Brajkovic cade davvero molto spesso, qui al Polonia 2014
Cade davvero molto spesso, qui al Polonia 2014
Credi che la gente dall’esterno si renda conto di cosa significhi oggi vivere come un ciclista professionista?

Più o meno, ma non del tutto.

Pensi di averla superata?

Credo di stare meglio, non penso mai al cibo, non penso più che devo vomitare. Mangio in modo sano, ma ora il cibo non è più il centro della mia vita.

C’è un consiglio che vorresti dare ai giovani corridori sul tema dell’alimentazione?

Mangiate per andare forte, non per perdere peso. Non ascoltate ogni idiota che pensa di sapere tutto sulla nutrizione. Io sono sempre qui per parlarvi e anche se non avrò sempre una risposta, vi ascolterò. Essere ascoltati, significa già molto.

C’è un consiglio che vorresti dare ai direttori sportivi sull’alimentazione dei loro atleti?

Non sapete quasi niente. Sapete molto poco di psicologia e di come parlare ai corridori. Restate nella vostra corsia, siate gentili e non feriteli. Ascoltateli.

Jani, cosa fai oggi?

Da alcuni anni mi occupo di preparazione, ho sempre avuto parecchie conoscenze, ma non ero abbastanza sicuro di condividerle con gli altri. Ora lo sono. E i risultati sono visibili con i miei atleti. Stanno migliorando velocemente, sono più felici. Sto anche lavorando a un progetto a Dubai, con giovani corridori degli Emirati Arabi Uniti. Avevo un grande desiderio e ce l’ho ancora: correre un’altra stagione. Perché sarebbe la prima stagione in cui sarei completamente in salute e sono sicuro che potrei ottenere molto. Non grandi vittorie, sono realista, ma di sicuro qualche piazzamento tra i primi dieci. Purtroppo le squadre non sono rimaste colpite da quello che ho proposto…

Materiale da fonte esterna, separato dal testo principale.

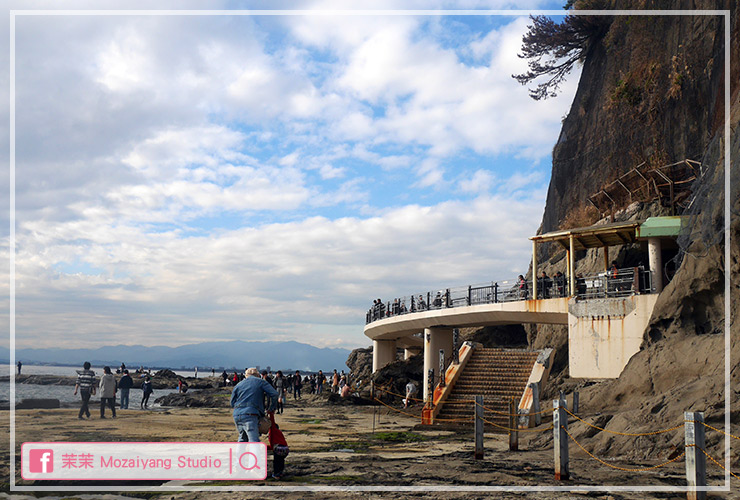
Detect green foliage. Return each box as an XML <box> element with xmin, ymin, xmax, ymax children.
<box><xmin>373</xmin><ymin>431</ymin><xmax>425</xmax><ymax>443</ymax></box>
<box><xmin>511</xmin><ymin>0</ymin><xmax>612</xmax><ymax>100</ymax></box>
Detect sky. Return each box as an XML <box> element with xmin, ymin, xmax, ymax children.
<box><xmin>0</xmin><ymin>0</ymin><xmax>579</xmax><ymax>349</ymax></box>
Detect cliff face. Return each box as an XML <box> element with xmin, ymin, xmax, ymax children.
<box><xmin>542</xmin><ymin>0</ymin><xmax>738</xmax><ymax>232</ymax></box>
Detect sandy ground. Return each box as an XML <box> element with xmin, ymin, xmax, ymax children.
<box><xmin>0</xmin><ymin>396</ymin><xmax>740</xmax><ymax>500</ymax></box>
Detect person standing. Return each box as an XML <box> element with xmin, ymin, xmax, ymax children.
<box><xmin>267</xmin><ymin>413</ymin><xmax>290</xmax><ymax>480</ymax></box>
<box><xmin>141</xmin><ymin>375</ymin><xmax>154</xmax><ymax>408</ymax></box>
<box><xmin>403</xmin><ymin>380</ymin><xmax>416</xmax><ymax>408</ymax></box>
<box><xmin>100</xmin><ymin>366</ymin><xmax>118</xmax><ymax>418</ymax></box>
<box><xmin>75</xmin><ymin>361</ymin><xmax>95</xmax><ymax>420</ymax></box>
<box><xmin>230</xmin><ymin>368</ymin><xmax>278</xmax><ymax>443</ymax></box>
<box><xmin>118</xmin><ymin>368</ymin><xmax>134</xmax><ymax>410</ymax></box>
<box><xmin>293</xmin><ymin>370</ymin><xmax>303</xmax><ymax>399</ymax></box>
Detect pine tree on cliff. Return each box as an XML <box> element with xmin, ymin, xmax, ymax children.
<box><xmin>511</xmin><ymin>0</ymin><xmax>612</xmax><ymax>101</ymax></box>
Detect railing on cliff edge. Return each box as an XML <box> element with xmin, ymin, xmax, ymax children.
<box><xmin>365</xmin><ymin>266</ymin><xmax>655</xmax><ymax>324</ymax></box>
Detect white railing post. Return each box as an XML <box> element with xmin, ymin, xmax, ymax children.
<box><xmin>475</xmin><ymin>396</ymin><xmax>483</xmax><ymax>460</ymax></box>
<box><xmin>683</xmin><ymin>411</ymin><xmax>707</xmax><ymax>500</ymax></box>
<box><xmin>552</xmin><ymin>399</ymin><xmax>570</xmax><ymax>481</ymax></box>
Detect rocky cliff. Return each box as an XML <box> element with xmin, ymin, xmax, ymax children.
<box><xmin>528</xmin><ymin>0</ymin><xmax>740</xmax><ymax>466</ymax></box>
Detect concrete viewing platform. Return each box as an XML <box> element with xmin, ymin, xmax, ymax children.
<box><xmin>365</xmin><ymin>217</ymin><xmax>685</xmax><ymax>399</ymax></box>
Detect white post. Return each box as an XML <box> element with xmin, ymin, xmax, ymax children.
<box><xmin>572</xmin><ymin>391</ymin><xmax>581</xmax><ymax>413</ymax></box>
<box><xmin>683</xmin><ymin>411</ymin><xmax>707</xmax><ymax>500</ymax></box>
<box><xmin>568</xmin><ymin>234</ymin><xmax>576</xmax><ymax>297</ymax></box>
<box><xmin>373</xmin><ymin>340</ymin><xmax>396</xmax><ymax>373</ymax></box>
<box><xmin>509</xmin><ymin>396</ymin><xmax>519</xmax><ymax>451</ymax></box>
<box><xmin>648</xmin><ymin>238</ymin><xmax>663</xmax><ymax>293</ymax></box>
<box><xmin>529</xmin><ymin>382</ymin><xmax>542</xmax><ymax>426</ymax></box>
<box><xmin>475</xmin><ymin>396</ymin><xmax>483</xmax><ymax>460</ymax></box>
<box><xmin>424</xmin><ymin>328</ymin><xmax>452</xmax><ymax>399</ymax></box>
<box><xmin>552</xmin><ymin>399</ymin><xmax>570</xmax><ymax>481</ymax></box>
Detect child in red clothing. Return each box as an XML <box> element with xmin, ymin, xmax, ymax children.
<box><xmin>267</xmin><ymin>412</ymin><xmax>290</xmax><ymax>479</ymax></box>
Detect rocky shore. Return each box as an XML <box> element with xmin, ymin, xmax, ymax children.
<box><xmin>0</xmin><ymin>390</ymin><xmax>738</xmax><ymax>500</ymax></box>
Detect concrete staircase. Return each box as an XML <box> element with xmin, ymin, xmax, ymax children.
<box><xmin>434</xmin><ymin>347</ymin><xmax>539</xmax><ymax>432</ymax></box>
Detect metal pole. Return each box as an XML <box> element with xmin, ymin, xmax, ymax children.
<box><xmin>529</xmin><ymin>382</ymin><xmax>542</xmax><ymax>426</ymax></box>
<box><xmin>683</xmin><ymin>411</ymin><xmax>707</xmax><ymax>500</ymax></box>
<box><xmin>509</xmin><ymin>396</ymin><xmax>519</xmax><ymax>451</ymax></box>
<box><xmin>475</xmin><ymin>396</ymin><xmax>483</xmax><ymax>460</ymax></box>
<box><xmin>452</xmin><ymin>328</ymin><xmax>460</xmax><ymax>365</ymax></box>
<box><xmin>532</xmin><ymin>240</ymin><xmax>537</xmax><ymax>300</ymax></box>
<box><xmin>552</xmin><ymin>399</ymin><xmax>570</xmax><ymax>481</ymax></box>
<box><xmin>572</xmin><ymin>391</ymin><xmax>581</xmax><ymax>413</ymax></box>
<box><xmin>439</xmin><ymin>349</ymin><xmax>446</xmax><ymax>387</ymax></box>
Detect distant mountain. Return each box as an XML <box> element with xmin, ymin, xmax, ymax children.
<box><xmin>0</xmin><ymin>340</ymin><xmax>350</xmax><ymax>371</ymax></box>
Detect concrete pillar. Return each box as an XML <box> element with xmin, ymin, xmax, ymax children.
<box><xmin>373</xmin><ymin>340</ymin><xmax>396</xmax><ymax>373</ymax></box>
<box><xmin>648</xmin><ymin>238</ymin><xmax>663</xmax><ymax>293</ymax></box>
<box><xmin>568</xmin><ymin>234</ymin><xmax>576</xmax><ymax>297</ymax></box>
<box><xmin>403</xmin><ymin>347</ymin><xmax>421</xmax><ymax>360</ymax></box>
<box><xmin>684</xmin><ymin>411</ymin><xmax>707</xmax><ymax>500</ymax></box>
<box><xmin>424</xmin><ymin>327</ymin><xmax>452</xmax><ymax>400</ymax></box>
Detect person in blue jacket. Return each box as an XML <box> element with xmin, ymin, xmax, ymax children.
<box><xmin>231</xmin><ymin>368</ymin><xmax>278</xmax><ymax>443</ymax></box>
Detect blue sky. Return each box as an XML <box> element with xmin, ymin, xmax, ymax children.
<box><xmin>1</xmin><ymin>0</ymin><xmax>578</xmax><ymax>348</ymax></box>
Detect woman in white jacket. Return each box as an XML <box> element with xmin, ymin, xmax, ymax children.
<box><xmin>100</xmin><ymin>366</ymin><xmax>118</xmax><ymax>418</ymax></box>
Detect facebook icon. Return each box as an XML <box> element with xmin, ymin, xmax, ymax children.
<box><xmin>28</xmin><ymin>450</ymin><xmax>54</xmax><ymax>474</ymax></box>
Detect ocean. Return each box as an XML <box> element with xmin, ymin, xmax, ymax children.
<box><xmin>0</xmin><ymin>364</ymin><xmax>186</xmax><ymax>408</ymax></box>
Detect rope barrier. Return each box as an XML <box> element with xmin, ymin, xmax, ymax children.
<box><xmin>481</xmin><ymin>418</ymin><xmax>553</xmax><ymax>432</ymax></box>
<box><xmin>701</xmin><ymin>422</ymin><xmax>740</xmax><ymax>439</ymax></box>
<box><xmin>373</xmin><ymin>398</ymin><xmax>421</xmax><ymax>420</ymax></box>
<box><xmin>687</xmin><ymin>444</ymin><xmax>740</xmax><ymax>479</ymax></box>
<box><xmin>563</xmin><ymin>408</ymin><xmax>683</xmax><ymax>437</ymax></box>
<box><xmin>560</xmin><ymin>426</ymin><xmax>686</xmax><ymax>472</ymax></box>
<box><xmin>476</xmin><ymin>403</ymin><xmax>553</xmax><ymax>417</ymax></box>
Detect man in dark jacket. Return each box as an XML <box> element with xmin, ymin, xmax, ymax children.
<box><xmin>231</xmin><ymin>368</ymin><xmax>278</xmax><ymax>443</ymax></box>
<box><xmin>118</xmin><ymin>370</ymin><xmax>134</xmax><ymax>410</ymax></box>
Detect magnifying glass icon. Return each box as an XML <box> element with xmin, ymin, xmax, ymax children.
<box><xmin>239</xmin><ymin>451</ymin><xmax>261</xmax><ymax>470</ymax></box>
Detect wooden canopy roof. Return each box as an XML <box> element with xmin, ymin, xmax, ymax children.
<box><xmin>529</xmin><ymin>221</ymin><xmax>644</xmax><ymax>250</ymax></box>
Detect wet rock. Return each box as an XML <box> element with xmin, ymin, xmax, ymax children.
<box><xmin>15</xmin><ymin>398</ymin><xmax>61</xmax><ymax>410</ymax></box>
<box><xmin>154</xmin><ymin>389</ymin><xmax>231</xmax><ymax>408</ymax></box>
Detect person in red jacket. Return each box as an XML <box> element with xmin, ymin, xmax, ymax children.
<box><xmin>267</xmin><ymin>412</ymin><xmax>290</xmax><ymax>479</ymax></box>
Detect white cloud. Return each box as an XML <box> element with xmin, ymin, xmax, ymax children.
<box><xmin>459</xmin><ymin>169</ymin><xmax>496</xmax><ymax>193</ymax></box>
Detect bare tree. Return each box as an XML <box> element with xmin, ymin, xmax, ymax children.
<box><xmin>511</xmin><ymin>11</ymin><xmax>612</xmax><ymax>101</ymax></box>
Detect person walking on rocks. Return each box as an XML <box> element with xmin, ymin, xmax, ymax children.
<box><xmin>118</xmin><ymin>369</ymin><xmax>134</xmax><ymax>410</ymax></box>
<box><xmin>141</xmin><ymin>375</ymin><xmax>154</xmax><ymax>409</ymax></box>
<box><xmin>293</xmin><ymin>370</ymin><xmax>303</xmax><ymax>400</ymax></box>
<box><xmin>100</xmin><ymin>366</ymin><xmax>118</xmax><ymax>418</ymax></box>
<box><xmin>274</xmin><ymin>370</ymin><xmax>286</xmax><ymax>414</ymax></box>
<box><xmin>231</xmin><ymin>368</ymin><xmax>278</xmax><ymax>443</ymax></box>
<box><xmin>75</xmin><ymin>361</ymin><xmax>95</xmax><ymax>420</ymax></box>
<box><xmin>331</xmin><ymin>368</ymin><xmax>339</xmax><ymax>394</ymax></box>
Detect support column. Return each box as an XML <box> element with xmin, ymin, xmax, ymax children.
<box><xmin>373</xmin><ymin>340</ymin><xmax>396</xmax><ymax>373</ymax></box>
<box><xmin>424</xmin><ymin>327</ymin><xmax>452</xmax><ymax>400</ymax></box>
<box><xmin>648</xmin><ymin>238</ymin><xmax>663</xmax><ymax>293</ymax></box>
<box><xmin>532</xmin><ymin>240</ymin><xmax>537</xmax><ymax>300</ymax></box>
<box><xmin>403</xmin><ymin>347</ymin><xmax>421</xmax><ymax>360</ymax></box>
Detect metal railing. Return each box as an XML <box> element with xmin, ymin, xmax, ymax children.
<box><xmin>365</xmin><ymin>267</ymin><xmax>654</xmax><ymax>323</ymax></box>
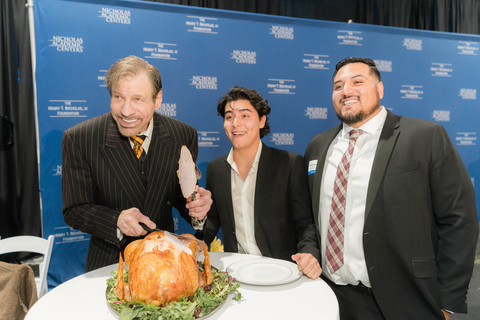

Per vedere un sorriso di Brajkovic occorre tornare al 2006, quando vestì la maglia di leader alla Vuelta
Per vedere un sorriso occorre tornare al 2006, quando vestì la maglia di leader alla Vuelta
Cosa hai proposto?

Aiutare i corridori con problemi mentali e disturbi alimentari. Ho visto i risultati in prima persona, lavorando l’anno scorso con un corridore del WorldTour che voleva tornare a casa da un grande Giro nella prima settimana e poi nella terza andava in salita con i migliori 8 della classifica. I nostri limiti sono prevalentemente mentali, non fisiologici.